Healthcare spending in the U.S. accounted for about 17.7% of GDP in 2019, far above other wealthy nations. Advances in medical technology, an aging population, and the structure of insurance markets all push costs higher. Government programs like Medicare and Medicaid absorb a large share of that growth, making healthcare one of the fastest-growing categories in the federal budget.

Interest payments on the national debt

As the debt grows, so do the interest payments the government must make. In fiscal year 2020, net interest on the debt totaled $345 billion. When interest rates rise, the cost of servicing new and refinanced debt climbs further. This creates a feedback loop: larger debt means larger interest payments, which increase the deficit, which adds to the debt. These payments also crowd out other spending priorities because interest must be paid regardless of what else the government wants to fund.

Economic growth and productivity

Sustained growth is the most powerful tool for managing debt. When the economy grows faster than the debt, the debt-to-GDP ratio falls even without cutting spending or raising taxes. The post-World War II boom is a classic example: the U.S. carried enormous war debt, but rapid economic expansion shrank that debt relative to the size of the economy. Investments in education, infrastructure, and research can support the kind of productivity gains that make this possible.

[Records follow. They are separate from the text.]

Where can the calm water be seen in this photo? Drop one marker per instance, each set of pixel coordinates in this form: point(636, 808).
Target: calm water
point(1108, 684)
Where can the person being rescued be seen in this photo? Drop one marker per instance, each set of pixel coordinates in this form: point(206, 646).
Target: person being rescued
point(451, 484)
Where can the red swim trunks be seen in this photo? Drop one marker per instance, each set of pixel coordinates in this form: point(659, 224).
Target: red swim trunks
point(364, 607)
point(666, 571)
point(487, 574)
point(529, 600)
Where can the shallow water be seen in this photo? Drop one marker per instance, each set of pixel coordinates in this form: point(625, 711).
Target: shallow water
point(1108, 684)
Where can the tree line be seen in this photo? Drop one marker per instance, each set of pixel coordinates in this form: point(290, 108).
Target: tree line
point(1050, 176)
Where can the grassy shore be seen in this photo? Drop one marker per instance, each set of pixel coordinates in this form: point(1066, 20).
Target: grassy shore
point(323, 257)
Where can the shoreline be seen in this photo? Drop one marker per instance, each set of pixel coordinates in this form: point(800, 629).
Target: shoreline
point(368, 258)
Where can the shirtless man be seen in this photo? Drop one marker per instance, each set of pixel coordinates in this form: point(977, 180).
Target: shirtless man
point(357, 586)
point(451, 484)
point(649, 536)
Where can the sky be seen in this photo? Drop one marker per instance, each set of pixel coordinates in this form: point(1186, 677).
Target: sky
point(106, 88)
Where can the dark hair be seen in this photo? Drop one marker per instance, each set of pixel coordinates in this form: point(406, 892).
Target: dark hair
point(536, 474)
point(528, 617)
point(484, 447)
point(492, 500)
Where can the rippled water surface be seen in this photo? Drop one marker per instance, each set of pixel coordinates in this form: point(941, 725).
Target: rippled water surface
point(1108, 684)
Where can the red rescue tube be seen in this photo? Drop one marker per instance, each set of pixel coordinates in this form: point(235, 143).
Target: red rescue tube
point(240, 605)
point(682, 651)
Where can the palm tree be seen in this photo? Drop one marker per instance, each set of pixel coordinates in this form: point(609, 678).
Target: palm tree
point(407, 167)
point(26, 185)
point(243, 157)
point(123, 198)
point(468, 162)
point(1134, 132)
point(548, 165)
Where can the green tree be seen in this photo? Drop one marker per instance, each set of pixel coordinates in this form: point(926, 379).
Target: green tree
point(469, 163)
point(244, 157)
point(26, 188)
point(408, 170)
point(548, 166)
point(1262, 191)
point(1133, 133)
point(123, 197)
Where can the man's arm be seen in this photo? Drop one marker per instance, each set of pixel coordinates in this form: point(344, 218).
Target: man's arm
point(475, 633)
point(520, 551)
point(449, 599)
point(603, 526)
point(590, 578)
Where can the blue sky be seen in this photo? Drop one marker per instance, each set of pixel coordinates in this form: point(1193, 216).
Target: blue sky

Government Policy and Budget Management

  • Fiscal policy refers to the government's use of taxation and spending to influence the economy. Expansionary fiscal policy (tax cuts or spending increases) tends to widen deficits; contractionary policy (tax hikes or spending cuts) tends to narrow them.
  • Monetary policy is the central bank's management of the money supply and interest rates. While not a budget tool directly, monetary policy affects borrowing costs for the government and the pace of economic growth, both of which feed into budget outcomes.
  • A balanced budget occurs when revenue equals expenditure in a given year, eliminating the need for new borrowing. The U.S. has achieved this only rarely in modern history.
  • The crowding-out effect describes what happens when heavy government borrowing pushes interest rates up, making it more expensive for businesses and households to borrow. If private investment falls as a result, long-run economic growth can slow, which in turn makes the debt harder to manage.